Objectif ? Favoriser de bonnes pratiques de culture, par exemple en utilisant des variétés adaptées, des insectes prédateurs de nuisibles et des méthodes alternatives aux pesticides chimiques de synthèse. La lutte biologique comprend les pesticides botaniques et biologiques ou la fumure organique[1]. Les pesticides de synthèse ne sont utilisés qu’en dernier recours et de façon limitée, et seulement s’ils sont homologués pour la culture concernée.

En outre, les agriculteurs ont pris l’habitude de diversifier l'utilisation de céréales et de cultures qui améliorent les sols (légumineuses et fourrage). Et celles-ci servent à nourrir le bétail ou peuvent être écoulées sur le marché local.

Concrètement, les paysans travaillent d’abord en groupes restreints dans le cadre d'écoles pratiques d'agriculture de terrain pour apprendre les bonnes pratiques agricoles.

Plus de 2.000 formateurs provenant de plusieurs administrations locales, du secteur privé et de la société civile ont été formés pour aider les agriculteurs. « La formation au niveau communautaire est la clé de l'intensification durable de la production vivrière. Elle contribue à l'amélioration de la sécurité alimentaire et des moyens d'existence dans la région », explique William Settle, expert à la FAO.

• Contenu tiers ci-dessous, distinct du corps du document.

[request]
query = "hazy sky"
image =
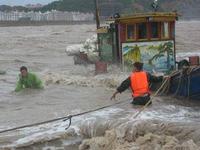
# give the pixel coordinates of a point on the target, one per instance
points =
(24, 2)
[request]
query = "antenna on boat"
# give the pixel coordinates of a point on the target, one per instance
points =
(155, 5)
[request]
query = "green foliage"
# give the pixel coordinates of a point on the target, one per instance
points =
(188, 8)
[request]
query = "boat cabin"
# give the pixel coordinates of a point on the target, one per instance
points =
(147, 38)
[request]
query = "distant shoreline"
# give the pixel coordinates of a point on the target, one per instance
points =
(41, 23)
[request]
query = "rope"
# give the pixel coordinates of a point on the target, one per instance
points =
(62, 118)
(86, 112)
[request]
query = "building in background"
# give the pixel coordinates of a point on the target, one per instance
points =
(47, 16)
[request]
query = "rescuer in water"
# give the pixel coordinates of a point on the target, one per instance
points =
(138, 81)
(28, 80)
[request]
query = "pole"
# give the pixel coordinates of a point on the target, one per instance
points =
(97, 14)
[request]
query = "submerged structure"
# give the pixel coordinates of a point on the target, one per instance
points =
(148, 38)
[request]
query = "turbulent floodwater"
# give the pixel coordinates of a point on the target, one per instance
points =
(70, 89)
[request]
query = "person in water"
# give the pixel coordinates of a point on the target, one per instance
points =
(138, 81)
(28, 80)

Et les résultats sont au rendez-vous. Au Mali, une enquête menée dans 65 villages de planteurs de coton[2] a montré une réduction de 94 % de l'utilisation des pesticides chimiques et une augmentation de 400 % de l'utilisation des matières biologiques comme le compost et le fumier. Cette dernière pratique accroissant l’activité biologique des sols. Au Burkina Faso, le programme de GIPD a permis d'accroître les rendements de 14 à 70 %. « Près de 16.000 planteurs de coton ont été formés dans le cadre du projet et leur nombre devrait doubler d'ici fin 2011 » ; et près d'un demi-million d'agriculteurs pourront être formés au cours des 5 prochaines années pour un coût d'environ 30 à 40 millions de dollars (22,78 à 30,37 millions d’euros), selon la FAO.

Il s’agit d’une étape importante vers la réalisation du premier Objectif du millénaire pour le développement, à savoir « la réduction de la faim et de la pauvreté » (dans le JDLE).



[1] Le sol reçoit des matières organiques compostées, des sous-produits d'élevage bio ou des préparations à base de végétaux ou de micro-organismes.

[2] la production de coton est celle qui a le pire impact sur l'environnement, du fait de ses effets sur les sols fragiles et de l'utilisation excessive de pesticides.